Single by Brett Young

from the album Ticket to L.A.
- Released: June 3, 2019
- Genre: Country
- Length: 3:16
- Label: Big Machine
- Songwriters: Brett Young; Ross Copperman; Ashley Gorley;
- Producer: Dann Huff

Brett Young singles chronology
| "Here Tonight" (2018) | "Catch" (2019) | "I Do" (2020) |

= Catch (Brett Young song) =

"Catch" is a song co-written and recorded by American country music artist Brett Young. It was released on June 3, 2019 as the second single from his second studio album Ticket to L.A. (2018).

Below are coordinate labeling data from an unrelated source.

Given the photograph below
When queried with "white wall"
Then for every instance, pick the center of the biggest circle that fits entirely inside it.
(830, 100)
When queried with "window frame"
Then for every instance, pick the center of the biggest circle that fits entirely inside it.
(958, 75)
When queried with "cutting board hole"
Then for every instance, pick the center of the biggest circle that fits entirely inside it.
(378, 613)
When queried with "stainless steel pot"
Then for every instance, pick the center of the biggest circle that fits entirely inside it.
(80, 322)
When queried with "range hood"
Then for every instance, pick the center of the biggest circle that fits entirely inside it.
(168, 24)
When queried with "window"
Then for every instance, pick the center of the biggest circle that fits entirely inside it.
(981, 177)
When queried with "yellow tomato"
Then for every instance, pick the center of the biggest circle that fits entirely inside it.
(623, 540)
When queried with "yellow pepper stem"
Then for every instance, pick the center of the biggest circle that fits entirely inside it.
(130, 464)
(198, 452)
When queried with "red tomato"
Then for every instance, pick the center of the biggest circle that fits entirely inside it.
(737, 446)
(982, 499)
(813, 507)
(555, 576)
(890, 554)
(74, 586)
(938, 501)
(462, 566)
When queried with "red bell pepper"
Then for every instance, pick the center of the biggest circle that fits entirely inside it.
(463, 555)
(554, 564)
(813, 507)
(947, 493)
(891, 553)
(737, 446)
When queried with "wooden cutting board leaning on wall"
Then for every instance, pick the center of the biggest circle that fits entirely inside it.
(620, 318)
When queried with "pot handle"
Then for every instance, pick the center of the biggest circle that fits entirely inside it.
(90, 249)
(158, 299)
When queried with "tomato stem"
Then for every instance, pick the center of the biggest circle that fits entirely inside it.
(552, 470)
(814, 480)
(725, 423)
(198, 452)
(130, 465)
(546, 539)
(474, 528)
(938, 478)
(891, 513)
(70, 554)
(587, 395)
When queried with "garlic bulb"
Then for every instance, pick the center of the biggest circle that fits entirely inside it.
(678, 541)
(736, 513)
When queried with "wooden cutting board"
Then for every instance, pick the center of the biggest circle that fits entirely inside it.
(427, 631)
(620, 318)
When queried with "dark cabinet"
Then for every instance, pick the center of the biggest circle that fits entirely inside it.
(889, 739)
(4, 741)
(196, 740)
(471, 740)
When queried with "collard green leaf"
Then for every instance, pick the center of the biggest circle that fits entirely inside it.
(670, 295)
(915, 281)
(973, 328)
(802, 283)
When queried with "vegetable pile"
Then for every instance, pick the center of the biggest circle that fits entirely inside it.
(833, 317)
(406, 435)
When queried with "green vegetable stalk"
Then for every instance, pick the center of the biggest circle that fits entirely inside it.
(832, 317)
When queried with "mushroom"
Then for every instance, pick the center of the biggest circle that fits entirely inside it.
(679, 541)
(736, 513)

Co-written by Young, Ross Copperman and Ashley Gorley, the song is about a man getting drinks after work and being smitten by a girl at the bar. "Catch" gave Young his fifth consecutive number-one hit on the Billboard Country Airplay chart. It also reached numbers five and 29 on both the Hot Country Songs and Hot 100 charts respectively. It was certified Platinum by the Recording Industry Association of America (RIAA), denoting sales of over one million units in the United States. The song also charted in Canada, reaching number three on the Canada Country chart and number 73 on the Canadian Hot 100. An accompanying music video for the single, directed by Seth Kupersmith, tells a semi-autobiographical story about Young's previous dream of playing in Major League Baseball ending after a career-ending injury and falling in love with his college girlfriend.

==Content==
Brett Young co-wrote the song with Ross Copperman and Ashley Gorley. Lyrically, the song details a man going out for drinks after work with friends and then unexpectedly falling in love with a girl he meets at the bar.

==Music video==
The music video for "Catch" premiered on June 3, 2019. It was directed by Seth Kupersmith and was filmed at Swayze Field at the University of Mississippi, Young's alma-mater. Young does not sing in the video. It is semi-autobiographical of Young's career path in that it follows his dream of pitching Major League Baseball, which is dashed when he suffers a career-ending injury, and falling in love with his college sweetheart.

==Chart performance==
"Catch" debuted at number 48 on the Billboard Country Airplay chart the week of June 8, 2019. It also debuted at number 43 on the Hot Country Songs chart the week of July 7. It went on to rank atop the Mediabase country radio singles chart, and was the most played and heard song for the week of April 11, 2020. The song peaked at number one on the Hot Country Songs chart for the week of April 18, giving Young his fifth consecutive number one on that chart. On the week of February 8, 2020, "Catch" debuted at number 96 on the Billboard Hot 100. Ten weeks later, it peaked at number 29 the week of April 18. The song reappeared in the same position it debuted on the week of June 20 before leaving completely, and remained on the chart for seventeen weeks. It was certified platinum by the RIAA in the US on February 25, 2021 for combined sales and streams of over a million units.

In Canada, the track debuted at number 92 on the Canadian Hot 100 the week it peaked on the Billboard Hot 100. It peaked at number 73 the week of May 2, and stayed on the chart for four weeks.

===Weekly charts===

| Chart (2019–2020) | Peak position |
|---|---|
| Canada Hot 100 (Billboard) | 73 |
| Canada Country (Billboard) | 3 |
| US Billboard Hot 100 | 29 |
| US Country Airplay (Billboard) | 1 |
| US Hot Country Songs (Billboard) | 5 |

===Year-end charts===

| Chart (2019) | Position |
|---|---|
| US Hot Country Songs (Billboard) | 92 |
| Chart (2020) | Position |
| US Country Airplay (Billboard) | 13 |
| US Hot Country Songs (Billboard) | 34 |

==Certifications==

| Region | Certification | Certified units/sales |
| Canada (Music Canada) | Platinum | 80,000^{‡} |
| United States (RIAA) | Platinum | 1,000,000^{‡} |
^{‡} Sales+streaming figures based on certification alone.